Jakarta (ANTARA News) - Era Reformasi menjadi titik kemerdekaan pers Indonesia, media-media baru menjamur tanpa tahu dirinya bertahan lama atau tidak, ditambah lagi saat era digital yang menumbuhkan media daring yang dengan hitungan detik informasi telah tersaji di layar gawai pembaca.

Mau tak mau perusahaan pers lama pun harus beradaptasi dengan zaman, wartawan sebagai ujung tombak perusahaan media pun ikut menjadi mutan, saat liputan mereka harus dapat menulis berita, mengambil foto, bahkan mengambil video demi konevergensi media.
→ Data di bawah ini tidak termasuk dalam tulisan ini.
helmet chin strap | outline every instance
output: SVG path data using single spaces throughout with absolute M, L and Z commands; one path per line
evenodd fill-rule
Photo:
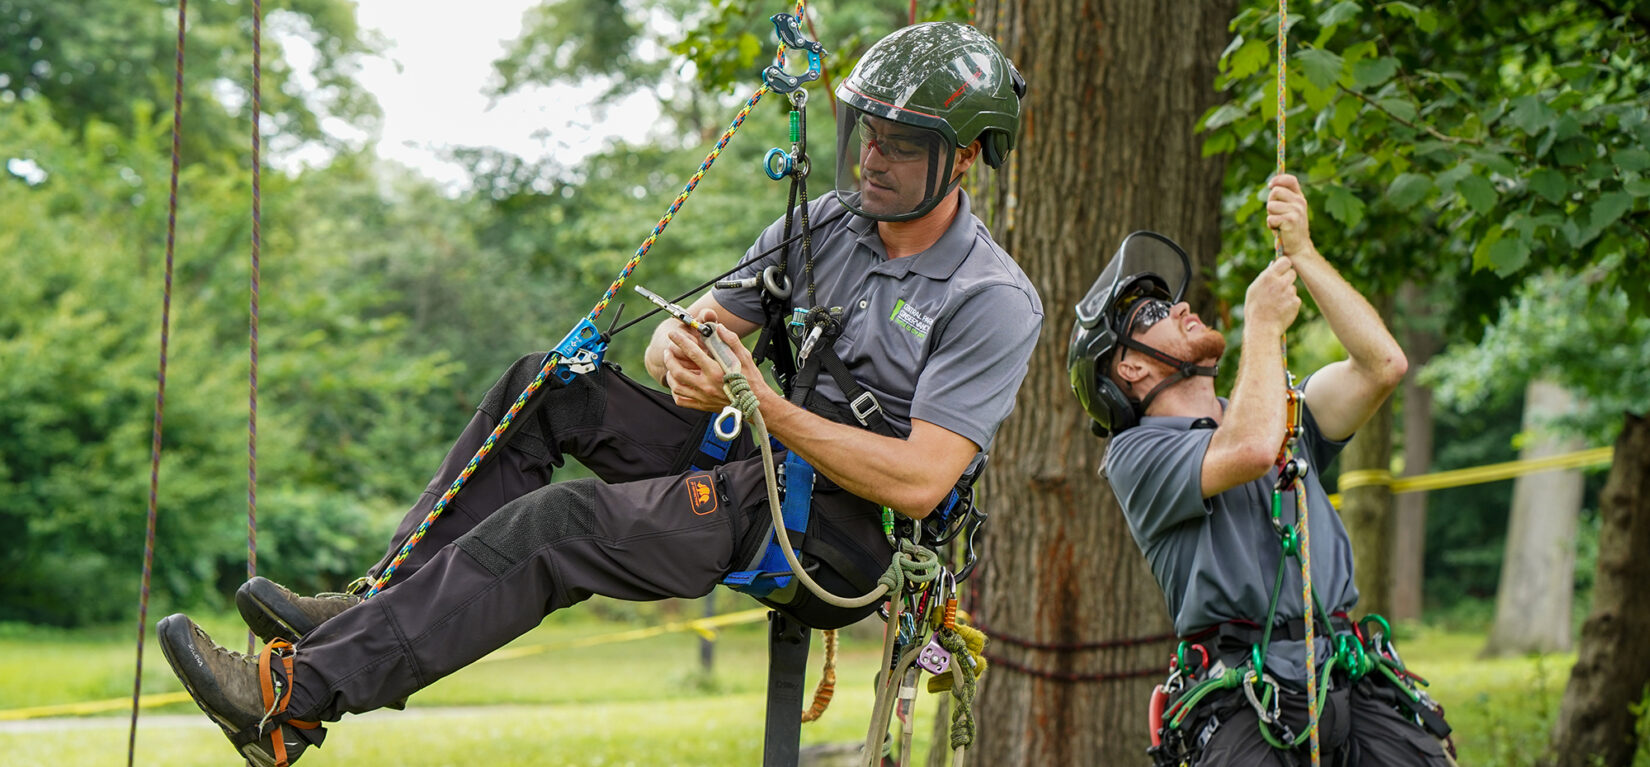
M 1141 399 L 1139 404 L 1136 405 L 1136 407 L 1140 409 L 1140 415 L 1145 415 L 1146 410 L 1152 406 L 1152 400 L 1157 399 L 1157 395 L 1162 394 L 1163 391 L 1170 386 L 1180 383 L 1181 381 L 1191 378 L 1192 376 L 1209 376 L 1210 378 L 1213 378 L 1220 372 L 1219 362 L 1216 362 L 1213 365 L 1196 365 L 1176 357 L 1171 357 L 1132 338 L 1123 339 L 1123 346 L 1140 352 L 1141 354 L 1151 357 L 1152 359 L 1175 369 L 1174 375 L 1163 379 L 1162 383 L 1152 387 L 1151 391 L 1146 392 L 1145 398 Z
Namun kerja wartawan yang "super" itu ternyata belumlah ditunjang dengan pendapatan yang memadai serta kompetensi mereka yang menekuni profesi itu.

Aliansi Jurnalis Independen (AJI) Jakarta menyebut kisaran upah para jurnalis di Jakarta adalah Rp3-4 juta per bulan, angka tersebut belum berubah sejak beberapa tahun belakangan.

Upah tersebut dinilai hanya sedikit di atas UMP (Upah Minimum Provinsi) Jakarta yaitu Rp3,1 juta.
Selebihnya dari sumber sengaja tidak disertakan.